Non voglio più pensare. Non voglio più nessun uomo. Non voglio più.. amare?
Cos'è la vita senza l'amore?"

Chiara lascia automaticamente che la sua mano esplori la tasca dei suoi jeans, ne estrae un foglietto, consunto. Sulla carta impresse le parole di colui a cui, in un passato che sembra così lontano, con Cuore aperto, chiese un figlio.

Chiara ancora una volta le legge, lascia che esse la rapiscano, per portarla in un mondo di luce, ancora una volta, per un fugace istante, senza tempo e senza spazio:


coglierti come una rosa
essere la fonte che ti disseta

inebriarmi della tua anima
avvolgerti in un abbraccio di infinito amore


amami senza tempo e senza spazio
ti condurrò oltre la soglia dell'eternità



Chiara. E le sue lacrime.
Le sente scorrere. Perle incolore, senza consistenza, discendono lungo la nostra esistenza, affinchè non ne dimentichiamo il suo sapore talvolta amaro.
Chiara ora non vuole più pensare. Non ora. Chiara non vuole ascoltare il suo Cuore.
Chiara adesso vuole solo piangere.

Raffaele Ranieri - tutti i diritti riservati

giovedì 6 ottobre 2011

Io so cos'è l'amore - Capitolo 4 - Susanna


Susanna scruta i due coniugi nell’atto del baciarsi.
Dietro di loro una Chiesa. Nella casa di Dio, innanzi al Signore si sono giurati amore eterno, e hanno assunto reciprocamente degli impegni.
Si sono promessi fedeltà, “per sempre”, perché “per sempre”, naturalmente esiste.

Susanna pensa per un attimo che, in fin dei conti, non hanno infranto nessuna promessa.
Loro infatti, infedeli, lo sono stati prima. Ora continueranno a esserlo?

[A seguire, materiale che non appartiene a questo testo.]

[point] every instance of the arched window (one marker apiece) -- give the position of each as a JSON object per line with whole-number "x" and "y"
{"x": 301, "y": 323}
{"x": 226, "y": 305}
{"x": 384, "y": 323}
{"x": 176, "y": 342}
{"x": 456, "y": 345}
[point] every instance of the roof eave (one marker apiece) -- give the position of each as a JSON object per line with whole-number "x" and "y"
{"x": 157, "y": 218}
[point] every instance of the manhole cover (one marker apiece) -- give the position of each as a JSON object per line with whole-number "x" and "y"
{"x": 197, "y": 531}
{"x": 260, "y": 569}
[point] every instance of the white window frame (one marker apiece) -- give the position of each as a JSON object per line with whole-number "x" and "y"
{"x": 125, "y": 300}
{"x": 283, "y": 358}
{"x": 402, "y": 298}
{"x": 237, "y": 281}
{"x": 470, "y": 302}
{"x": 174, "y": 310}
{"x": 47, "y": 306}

La sua mente e il suo sguardo ritornano sul loro bacio che pare non finire.
Ricorda poi una frase che ha letto in passato: “Nessuno concede un bacio a nessuno. Esso è un portale verso l’infinito che si genera, agli occhi degli amanti, irrazionalmente. Esso rinsalda un legame tra due anime che sono già state e comunica ciò che il nostro io cosciente non e’ in grado di cogliere. Al di fuori di questo il bacio è un mero sovrapporre le labbra, quand’anche possa generare eros”.

Cosa rappresenta quel bacio di due sposi e che scuote le sue emozioni?

Per un attimo è indotta a pensare che sua sorella e Jacques stiano sovrapponendo le labbra e che in quell’istante, forse, abbiano percepito di non amarsi.

Che senso ha il matrimonio? Quale il senso di un ostentato e metaforico proclama di amore eterno e universale?
L’amore esiste?

Susanna non lo sa. Non più. E’ confusa. Credeva di aver compreso. Nei suoi lapidari giudizi si radicava la convinzione di cogliere il senso del bene e del male, di giusto e di sbagliato.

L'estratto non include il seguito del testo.